The documents outline that Google’s primary source of revenue is earned through digital advertising, and thus, Google was incentivized to harvest consumers’ personal data to better target ads – an effort that is significantly improved by collecting location data from users.

“Location data is among the most sensitive information Google collects from consumers,” the complaint says. “Location can also be used to infer personal details such as political or religious affiliation, sexual orientation, income, health status, or participation in support groups, as well as major life events, such as marriage, divorce, and the birth of children.”

Racine’s office is leading the effort with attorneys general in Texas, Indiana and Washington filing their own complaints, he said on Twitter.

The complaint further explains that due to reporting done Associated Press in 2018, it was revealed that Google explicitly deceived customers by allowing them to believe they have opted out of location tracking when the reality is their decision has no bearing on what kind of data Google collects.

“The AP story exposed that Google’s promise to consumers was false. Even when consumers explicitly opted out of location tracking by turning the Location History setting off, Google nevertheless recorded consumers’ locations via other means,” the complaint said.

The ubiquity of Google products and services only compounds the risk, the plaintiff argues, as Google products are found “essentially everywhere consumers go.”

“Google uses this window into consumers’ lives to sell advertising that is ‘targeted’ to consumers according to personal details Google has learned about them, including their demographics, habits, and interests.”

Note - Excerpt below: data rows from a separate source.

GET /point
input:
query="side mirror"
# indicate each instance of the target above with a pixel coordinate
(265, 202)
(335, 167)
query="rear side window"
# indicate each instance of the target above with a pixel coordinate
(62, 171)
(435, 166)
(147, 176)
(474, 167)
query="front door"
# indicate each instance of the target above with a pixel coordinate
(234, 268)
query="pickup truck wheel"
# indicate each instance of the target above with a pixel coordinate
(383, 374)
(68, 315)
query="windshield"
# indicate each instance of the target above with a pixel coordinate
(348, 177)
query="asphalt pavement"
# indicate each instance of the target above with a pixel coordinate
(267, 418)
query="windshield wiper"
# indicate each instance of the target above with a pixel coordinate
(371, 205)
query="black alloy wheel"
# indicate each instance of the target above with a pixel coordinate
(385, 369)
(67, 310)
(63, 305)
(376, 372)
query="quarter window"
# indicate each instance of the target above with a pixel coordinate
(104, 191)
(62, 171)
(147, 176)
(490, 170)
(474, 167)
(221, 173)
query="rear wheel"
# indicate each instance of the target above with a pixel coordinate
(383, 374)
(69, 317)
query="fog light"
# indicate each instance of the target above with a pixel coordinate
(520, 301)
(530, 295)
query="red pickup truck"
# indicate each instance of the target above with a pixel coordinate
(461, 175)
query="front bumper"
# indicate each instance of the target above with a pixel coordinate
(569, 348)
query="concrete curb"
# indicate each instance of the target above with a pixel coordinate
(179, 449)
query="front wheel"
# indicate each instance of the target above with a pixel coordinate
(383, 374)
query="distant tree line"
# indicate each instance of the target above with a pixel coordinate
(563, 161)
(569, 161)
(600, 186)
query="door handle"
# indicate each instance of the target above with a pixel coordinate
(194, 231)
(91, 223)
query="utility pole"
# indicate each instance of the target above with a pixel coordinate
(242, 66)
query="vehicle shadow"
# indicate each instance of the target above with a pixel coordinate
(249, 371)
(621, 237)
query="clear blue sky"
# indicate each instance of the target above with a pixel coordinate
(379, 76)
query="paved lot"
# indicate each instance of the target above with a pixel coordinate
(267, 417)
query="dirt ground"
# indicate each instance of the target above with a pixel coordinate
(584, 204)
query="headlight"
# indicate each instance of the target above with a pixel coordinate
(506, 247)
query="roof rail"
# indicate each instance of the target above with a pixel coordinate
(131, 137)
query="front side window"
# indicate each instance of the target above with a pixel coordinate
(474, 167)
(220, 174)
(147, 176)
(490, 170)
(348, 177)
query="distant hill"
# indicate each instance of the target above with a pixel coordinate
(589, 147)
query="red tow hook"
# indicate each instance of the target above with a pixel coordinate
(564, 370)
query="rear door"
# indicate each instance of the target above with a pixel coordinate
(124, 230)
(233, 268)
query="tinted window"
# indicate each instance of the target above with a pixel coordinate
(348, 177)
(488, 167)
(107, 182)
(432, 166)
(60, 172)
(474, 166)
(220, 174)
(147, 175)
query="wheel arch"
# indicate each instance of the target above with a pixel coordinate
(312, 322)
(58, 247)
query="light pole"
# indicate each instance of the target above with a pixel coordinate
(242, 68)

Targeted ads have long been in regulator’s sights, both in the E.U. and the U.S..

The complaint states that it is in Google’s best financial interest to obfuscate exactly what data is being collected, how it is being collected, and why. “The Company’s exhaustive surveillance practices are most effective, and therefore most lucrative, where consumers have no clear idea how to limit Google’s access to their personal information.

“The District files this suit to correct the deceptive and unfair practices that Google has used and uses to obtain consumers’ location data, and to ensure that consumers are able to understand and control the extent to which their location data is accessed, stored, used, and monetized by the Company.”

The AG’s office is not only seeking to compel Google to cease these practices, but also forfeit all revenue generated by them.